If it does come out wet, it could be just flooded. Turn the choke off, open the throttle wide open, give 'er a few pulls, see if anything happens. You can even kill the ignition switch and pull it over a few times with the plug out, that will dry things out if its flooded too. Anytime you pull for a while, and it doesn't fire (choke on) (and the plug is wet) I like to take the choke off and open the throttle to clear things out. Like I said, make sure the kill switch is in the off position when doing this...2 reasons, if its left on the plug wire could arc/spark to ground and light up the gas vapors coming out of the cylinder when you pull it over, also some ignitions systems can burn out if the wire isn't hooked to the plug, or grounded out.
Also, if you take the air filter off, just make sure the choke plate is closing  and opening fully when you operate the lever...since you have it exposed already...just one more thing to check off the list then.


----------



## Dobish (Aug 23, 2018)

did you ever get this thing running? i have had no problems with mine since 2016, running the Kohler engine. I haven't used mine in months, and went back, put some fresh gas in it, and it fired right up. I did have to add some hydraulic fluid to it, since it was running a little low. 

Mine has 2 gas shutoffs, one under the choke, and one towards the hyraulic fluid tank.  I always forget that I shut off the switch by the tank if I haven't used it for a while. 

The other thing that I have noticed is that I had a log fall and somehow pulled the spring off of the choke, so the choke was fully on, even when it showed it wasn't.


----------



## jetsam (Aug 26, 2018)

If his spark plug has spark but comes out soaked in gas after failed starting attempts, I'd first suspect the carb float  (mine has got stuck once already on a 2 year old DHT/Kohler splitter). That floods it pretty good.


----------



## Jimscott (May 19, 2021)

I have a very simalar problem with my DHT 22ton/kohler eng  logsplitter.  It stalled during a difficult split and will not restart.  I haven't taken anything apart yet but fluid levels are good and lever is in neutral.  It pulls normally and Hyd pump turns but acts like the switch is off.  Usually starts on the first pull.  I called DHT support but they seem to be out of business.   Any ideas??  Was the original thread solved?   Thanks


----------



## Dobish (May 19, 2021)

Check to make sure the gas is on.  Try reversing the handle to make sure it clicks.


----------



## Jimscott (May 20, 2021)

Fuel is on and lever is in neutral.  I took the spark plug out today and I don't have a spark while cranking with the plug  held against the mufler guard or fastener which I didn't expect.  Ill try to call Kohler.


----------



## brenndatomu (May 20, 2021)

$3 for a new plug...try that first.


----------



## JRHAWK9 (May 20, 2021)

brenndatomu said:


> $3 for a new plug...try that first.



Or if your wife is getting on your nerves stick a  screw driver in the plug cap and tell her to hold on real tight to the metal part while you pull that summabitch over as fast as you can.


----------



## jetsam (May 21, 2021)

Jimscott said:


> Fuel is on and lever is in neutral.  I took the spark plug out today and I don't have a spark while cranking with the plug  held against the mufler guard or fastener which I didn't expect.  Ill try to call Kohler.

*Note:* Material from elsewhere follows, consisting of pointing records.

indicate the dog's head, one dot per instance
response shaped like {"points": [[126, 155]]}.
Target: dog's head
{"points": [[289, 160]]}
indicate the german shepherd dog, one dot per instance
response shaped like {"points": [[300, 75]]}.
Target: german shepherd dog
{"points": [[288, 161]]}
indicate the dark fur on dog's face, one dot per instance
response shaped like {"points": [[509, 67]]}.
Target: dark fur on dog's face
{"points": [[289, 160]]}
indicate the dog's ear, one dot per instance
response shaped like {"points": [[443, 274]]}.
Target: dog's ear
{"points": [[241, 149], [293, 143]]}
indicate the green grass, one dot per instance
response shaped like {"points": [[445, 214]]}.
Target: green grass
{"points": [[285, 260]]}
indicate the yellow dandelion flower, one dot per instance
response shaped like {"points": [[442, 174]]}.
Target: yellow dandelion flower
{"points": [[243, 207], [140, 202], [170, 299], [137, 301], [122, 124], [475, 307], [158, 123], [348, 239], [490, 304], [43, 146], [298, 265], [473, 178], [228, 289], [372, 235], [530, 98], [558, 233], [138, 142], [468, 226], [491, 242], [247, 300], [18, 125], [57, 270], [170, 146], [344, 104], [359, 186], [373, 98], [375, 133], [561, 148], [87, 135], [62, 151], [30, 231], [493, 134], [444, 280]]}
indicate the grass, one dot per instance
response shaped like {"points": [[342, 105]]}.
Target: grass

Take that back to the output of the coil to eliminate the spark plug wire. After that, it's either the coil or whatever "off" switches they have (probably one that grounds out the ignition for the stop/run switch, and another one for the control handle position).  Could still be something as simple as a bad wire connection at the spark plug boot, or water in a switch.


----------



## JRHAWK9 (May 21, 2021)

Bad/stuck low oil sensor??  If that goes bad it kills spark.  I believe there is an easy way to bypass......

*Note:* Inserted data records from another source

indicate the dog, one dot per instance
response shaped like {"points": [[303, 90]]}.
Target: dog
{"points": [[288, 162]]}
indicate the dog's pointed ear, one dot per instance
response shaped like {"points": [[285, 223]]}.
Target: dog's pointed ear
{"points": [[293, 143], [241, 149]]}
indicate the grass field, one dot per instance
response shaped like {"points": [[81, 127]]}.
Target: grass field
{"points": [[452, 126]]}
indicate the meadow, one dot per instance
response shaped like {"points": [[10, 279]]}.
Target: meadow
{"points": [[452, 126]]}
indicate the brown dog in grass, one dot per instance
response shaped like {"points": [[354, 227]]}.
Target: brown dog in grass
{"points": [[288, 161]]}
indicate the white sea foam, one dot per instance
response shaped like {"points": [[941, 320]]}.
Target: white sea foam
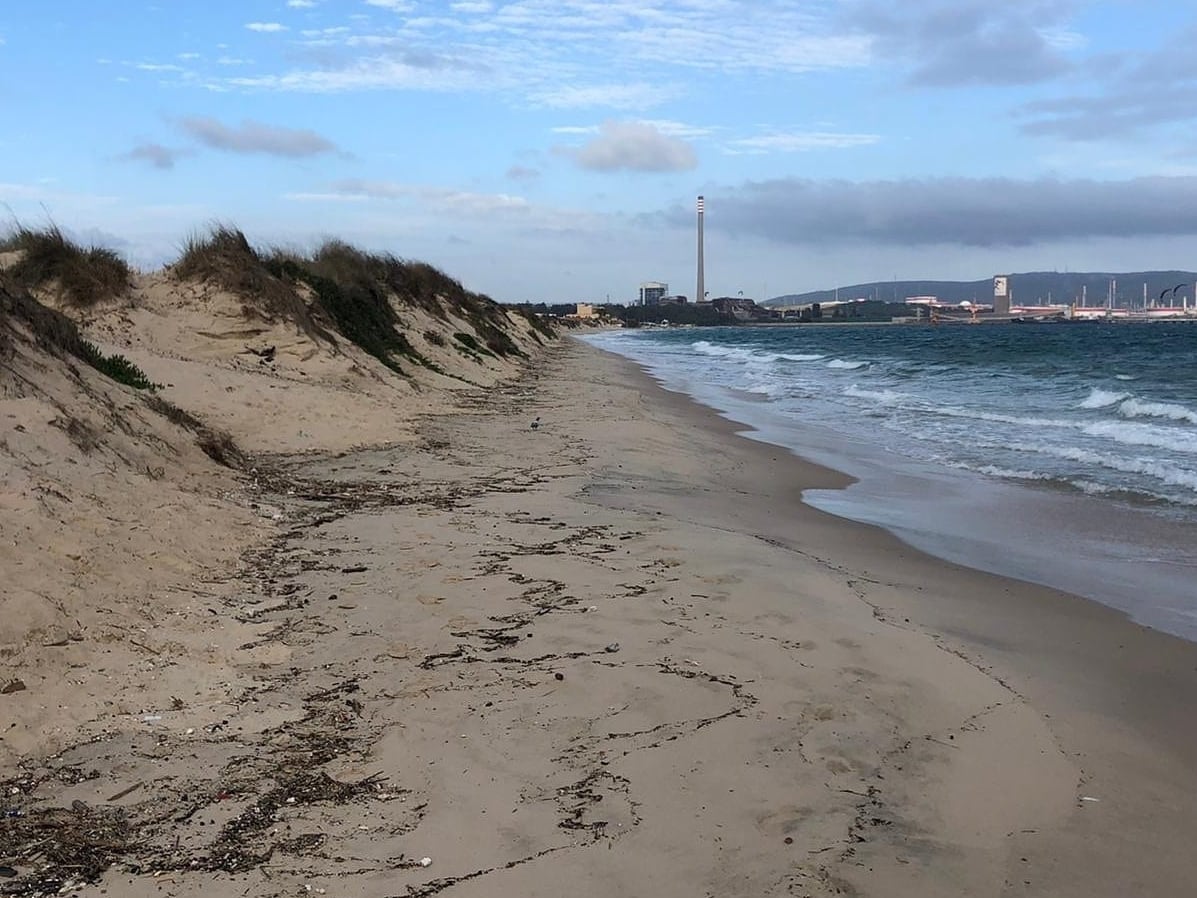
{"points": [[1161, 471], [1137, 408], [1103, 399], [800, 357], [976, 414], [888, 398], [1132, 434]]}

Looks like you just unplug it and make sure it doesn't touch a ground while unplugged.


----------



## Mutineer (May 23, 2021)

Also check that mice haven't set up housekeeping under the shroud, they like to chew wires, had it happen twice on my Honda based splitter.


----------



## gzecc (May 23, 2021)

My one and only non start  failure with a Honda motor was mice munching on a wire.


----------



## blades (May 24, 2021)

there is a type of salt in the plastic wire coating- that is the reason the vermin chew on it.  low oil sw are noted for causing problems By Pass it.  Find the ignition module and make sure everything there is dry.   Dirty Hand tools parent company went belly up about 1.5 years ago.  if there is a separate kill switch bypass it.  Those sw they use on a lot of stuff are so cheap the self destruct just from vibration.  I have a reverse problem on a string trimmer kill sw won't  99.9 % of the time one season old. pia. Some times the kill function is linked to the fuel control.


----------



## duramaxman05 (May 24, 2021)

If the spark plug fires outside but not when put in the head, its probably a bad spark plug. I have had several do that before that they wouldnt fire under compression. Also check your valve clearance.


----------